Don’t let become overconfident because your vehicle has all-wheel drive or four-wheel drive. Those options do offer additional safety and security, but they will slip and slide on ice very easily. Large vehicles like RVs have weight in their favor―provided they are equipped with winter tires. Like any other vehicle, they quickly lose traction on ice.
Mountain ski resorts are favorite destinations, but mountain travel in the winter is often unpredictable and the roads can change from clear, to snow covered, to icy, and back to clear in the space of a few miles. In some mountain states, conditions may require the use of tire chains for certain vehicles. Other vehicles may be required to have tires with the M/S (mud/snow) designation on the sidewall. Be sure to check ahead.

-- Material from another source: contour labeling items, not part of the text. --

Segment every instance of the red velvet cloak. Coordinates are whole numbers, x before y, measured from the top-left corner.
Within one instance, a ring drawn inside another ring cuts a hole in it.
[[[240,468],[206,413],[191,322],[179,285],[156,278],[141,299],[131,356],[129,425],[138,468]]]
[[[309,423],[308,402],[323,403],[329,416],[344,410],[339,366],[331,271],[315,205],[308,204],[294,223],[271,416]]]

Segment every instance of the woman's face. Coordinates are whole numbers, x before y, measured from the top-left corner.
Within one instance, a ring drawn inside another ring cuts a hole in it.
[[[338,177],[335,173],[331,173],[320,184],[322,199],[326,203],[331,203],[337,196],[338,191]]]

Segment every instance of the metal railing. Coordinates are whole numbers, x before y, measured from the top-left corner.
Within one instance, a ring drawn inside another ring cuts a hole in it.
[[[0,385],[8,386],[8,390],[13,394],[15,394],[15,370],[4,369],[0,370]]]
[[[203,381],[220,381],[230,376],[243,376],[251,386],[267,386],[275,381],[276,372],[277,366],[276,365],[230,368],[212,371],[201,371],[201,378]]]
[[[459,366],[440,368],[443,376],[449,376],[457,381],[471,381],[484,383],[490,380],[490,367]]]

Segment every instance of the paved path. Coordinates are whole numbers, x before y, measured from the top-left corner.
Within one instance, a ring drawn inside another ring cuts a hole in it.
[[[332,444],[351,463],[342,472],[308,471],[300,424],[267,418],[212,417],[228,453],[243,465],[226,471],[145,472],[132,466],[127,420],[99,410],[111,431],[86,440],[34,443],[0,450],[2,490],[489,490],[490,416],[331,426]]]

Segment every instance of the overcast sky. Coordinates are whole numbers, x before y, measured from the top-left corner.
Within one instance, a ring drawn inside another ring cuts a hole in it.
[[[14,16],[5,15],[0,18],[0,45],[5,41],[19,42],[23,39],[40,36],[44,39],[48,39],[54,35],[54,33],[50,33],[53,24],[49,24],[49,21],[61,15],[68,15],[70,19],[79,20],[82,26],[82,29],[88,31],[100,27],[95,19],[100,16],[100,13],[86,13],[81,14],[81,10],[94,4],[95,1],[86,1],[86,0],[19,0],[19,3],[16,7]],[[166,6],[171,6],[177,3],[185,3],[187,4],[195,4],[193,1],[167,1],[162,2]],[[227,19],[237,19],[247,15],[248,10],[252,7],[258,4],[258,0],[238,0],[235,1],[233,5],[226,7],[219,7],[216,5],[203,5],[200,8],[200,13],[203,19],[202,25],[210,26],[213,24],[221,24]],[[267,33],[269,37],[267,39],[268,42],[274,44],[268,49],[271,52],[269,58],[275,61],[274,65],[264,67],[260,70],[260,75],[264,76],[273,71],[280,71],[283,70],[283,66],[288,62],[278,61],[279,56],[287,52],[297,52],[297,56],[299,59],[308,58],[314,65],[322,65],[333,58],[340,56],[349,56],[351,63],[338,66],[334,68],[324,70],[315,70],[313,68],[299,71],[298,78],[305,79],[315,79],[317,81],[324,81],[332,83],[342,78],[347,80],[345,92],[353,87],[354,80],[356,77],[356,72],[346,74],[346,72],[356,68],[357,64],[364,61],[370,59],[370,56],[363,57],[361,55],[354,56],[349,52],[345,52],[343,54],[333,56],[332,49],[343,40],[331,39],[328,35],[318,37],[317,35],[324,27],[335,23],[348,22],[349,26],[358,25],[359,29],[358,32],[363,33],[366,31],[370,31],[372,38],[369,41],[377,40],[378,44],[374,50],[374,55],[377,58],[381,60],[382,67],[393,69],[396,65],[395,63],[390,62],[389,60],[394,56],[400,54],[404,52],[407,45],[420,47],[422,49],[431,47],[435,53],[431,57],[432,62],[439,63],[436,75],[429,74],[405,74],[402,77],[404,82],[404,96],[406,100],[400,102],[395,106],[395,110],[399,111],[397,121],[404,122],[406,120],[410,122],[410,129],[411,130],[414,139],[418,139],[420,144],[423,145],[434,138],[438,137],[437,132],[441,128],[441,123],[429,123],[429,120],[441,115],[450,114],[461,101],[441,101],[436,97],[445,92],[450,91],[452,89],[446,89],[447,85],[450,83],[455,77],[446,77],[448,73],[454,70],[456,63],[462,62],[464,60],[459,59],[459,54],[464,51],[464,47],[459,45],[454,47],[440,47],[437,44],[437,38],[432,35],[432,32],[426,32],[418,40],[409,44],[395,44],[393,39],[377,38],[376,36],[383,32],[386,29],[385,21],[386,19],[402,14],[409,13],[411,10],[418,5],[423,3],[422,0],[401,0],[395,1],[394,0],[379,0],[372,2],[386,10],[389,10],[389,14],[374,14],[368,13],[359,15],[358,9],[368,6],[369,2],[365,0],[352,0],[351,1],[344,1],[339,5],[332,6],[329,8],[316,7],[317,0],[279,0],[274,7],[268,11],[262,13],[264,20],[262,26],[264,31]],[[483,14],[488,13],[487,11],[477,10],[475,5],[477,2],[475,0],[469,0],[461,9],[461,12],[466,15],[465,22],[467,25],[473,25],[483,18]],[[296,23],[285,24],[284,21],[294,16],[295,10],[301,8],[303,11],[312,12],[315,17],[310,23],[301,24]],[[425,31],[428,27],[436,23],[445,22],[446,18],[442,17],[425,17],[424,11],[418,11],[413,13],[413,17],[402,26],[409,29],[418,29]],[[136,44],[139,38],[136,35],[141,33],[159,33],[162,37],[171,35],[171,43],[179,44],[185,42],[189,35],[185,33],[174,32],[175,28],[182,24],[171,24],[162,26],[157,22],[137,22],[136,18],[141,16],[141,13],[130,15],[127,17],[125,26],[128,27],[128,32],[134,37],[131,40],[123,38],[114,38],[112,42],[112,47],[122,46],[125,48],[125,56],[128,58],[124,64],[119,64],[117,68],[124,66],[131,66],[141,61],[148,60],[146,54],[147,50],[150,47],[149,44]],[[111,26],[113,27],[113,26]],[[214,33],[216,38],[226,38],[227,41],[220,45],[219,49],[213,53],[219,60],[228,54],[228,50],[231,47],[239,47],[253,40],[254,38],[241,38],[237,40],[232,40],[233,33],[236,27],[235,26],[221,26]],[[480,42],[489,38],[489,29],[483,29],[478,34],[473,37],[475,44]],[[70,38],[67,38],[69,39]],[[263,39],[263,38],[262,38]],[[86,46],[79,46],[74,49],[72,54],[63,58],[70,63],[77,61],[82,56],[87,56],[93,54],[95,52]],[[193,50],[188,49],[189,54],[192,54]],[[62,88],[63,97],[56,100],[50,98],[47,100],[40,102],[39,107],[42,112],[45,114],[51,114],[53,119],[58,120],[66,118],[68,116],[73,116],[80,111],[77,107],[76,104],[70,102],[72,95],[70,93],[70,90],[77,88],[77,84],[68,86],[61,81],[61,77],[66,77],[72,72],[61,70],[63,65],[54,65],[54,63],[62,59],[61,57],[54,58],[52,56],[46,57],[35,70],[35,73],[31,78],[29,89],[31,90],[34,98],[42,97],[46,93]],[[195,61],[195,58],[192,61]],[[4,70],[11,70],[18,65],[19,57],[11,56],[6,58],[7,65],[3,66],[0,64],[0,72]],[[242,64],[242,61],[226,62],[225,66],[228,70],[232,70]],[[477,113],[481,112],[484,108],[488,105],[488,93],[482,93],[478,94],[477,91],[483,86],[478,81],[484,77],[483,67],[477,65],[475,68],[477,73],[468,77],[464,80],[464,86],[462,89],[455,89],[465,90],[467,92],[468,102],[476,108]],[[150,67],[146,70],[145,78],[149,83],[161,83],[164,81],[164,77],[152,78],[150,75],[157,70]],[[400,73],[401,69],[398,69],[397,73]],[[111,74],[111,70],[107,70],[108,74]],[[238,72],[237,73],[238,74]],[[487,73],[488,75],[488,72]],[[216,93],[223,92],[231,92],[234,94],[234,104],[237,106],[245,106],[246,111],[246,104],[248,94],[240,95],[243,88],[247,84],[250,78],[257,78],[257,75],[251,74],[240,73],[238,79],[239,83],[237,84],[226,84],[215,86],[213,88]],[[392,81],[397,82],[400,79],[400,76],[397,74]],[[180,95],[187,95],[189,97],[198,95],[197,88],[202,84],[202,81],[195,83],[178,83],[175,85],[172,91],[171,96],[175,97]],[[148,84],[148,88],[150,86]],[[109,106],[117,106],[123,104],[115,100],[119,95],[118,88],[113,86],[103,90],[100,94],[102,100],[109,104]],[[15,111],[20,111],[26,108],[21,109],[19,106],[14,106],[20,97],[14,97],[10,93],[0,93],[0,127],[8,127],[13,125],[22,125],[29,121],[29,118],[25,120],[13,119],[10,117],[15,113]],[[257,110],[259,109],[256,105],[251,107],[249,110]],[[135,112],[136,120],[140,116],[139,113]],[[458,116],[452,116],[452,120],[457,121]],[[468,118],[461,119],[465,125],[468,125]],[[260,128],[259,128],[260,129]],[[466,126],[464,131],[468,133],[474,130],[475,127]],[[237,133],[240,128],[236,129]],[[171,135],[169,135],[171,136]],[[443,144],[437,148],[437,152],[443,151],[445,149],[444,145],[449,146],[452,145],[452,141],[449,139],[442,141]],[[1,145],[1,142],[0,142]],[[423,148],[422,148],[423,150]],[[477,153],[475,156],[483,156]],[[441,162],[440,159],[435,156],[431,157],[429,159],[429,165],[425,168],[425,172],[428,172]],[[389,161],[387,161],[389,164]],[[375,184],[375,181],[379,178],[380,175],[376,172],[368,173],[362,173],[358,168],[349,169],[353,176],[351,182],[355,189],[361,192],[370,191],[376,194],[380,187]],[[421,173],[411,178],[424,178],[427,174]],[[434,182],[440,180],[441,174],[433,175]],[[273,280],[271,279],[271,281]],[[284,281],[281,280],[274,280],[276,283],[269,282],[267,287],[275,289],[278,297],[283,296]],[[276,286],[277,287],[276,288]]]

It’s easy to forgo winter clothing when the temperature is in the 70s and the sun is shining. But travel just a few hours from any warm location and you may find yourself in much colder weather. Carry winter clothing in your car and always keep a winter kit with candles, matches, blankets, and warm caps and mittens in the car for emergencies.
If you live where snow and ice are common, you probably take winter in stride and your home and car are ready for winter weather. Traveling to an area that rarely receives snow after a few flurries or even when a few inches have fallen will put you in a different world with drivers who lack experience driving in snow and don’t understand its hazards.
Depending on the make and model of your RV and how it is outfitted, it may or may not be well suited for winter use. Keeping it on the road is addressed by having the right tires and taking it easy on snowy or icy roads.
Other factors to consider are topping off the propane tanks and making sure the generator is ready for use. Many people use electric heaters to supplement the furnaces. Winterizing the plumbing is necessary and you may not have the use of your ice maker. Heaters that keep water tanks and lines from freezing are available.
Winter is great time for vacations and getaways. Some extra preparation makes the trip safer and more fun for everyone.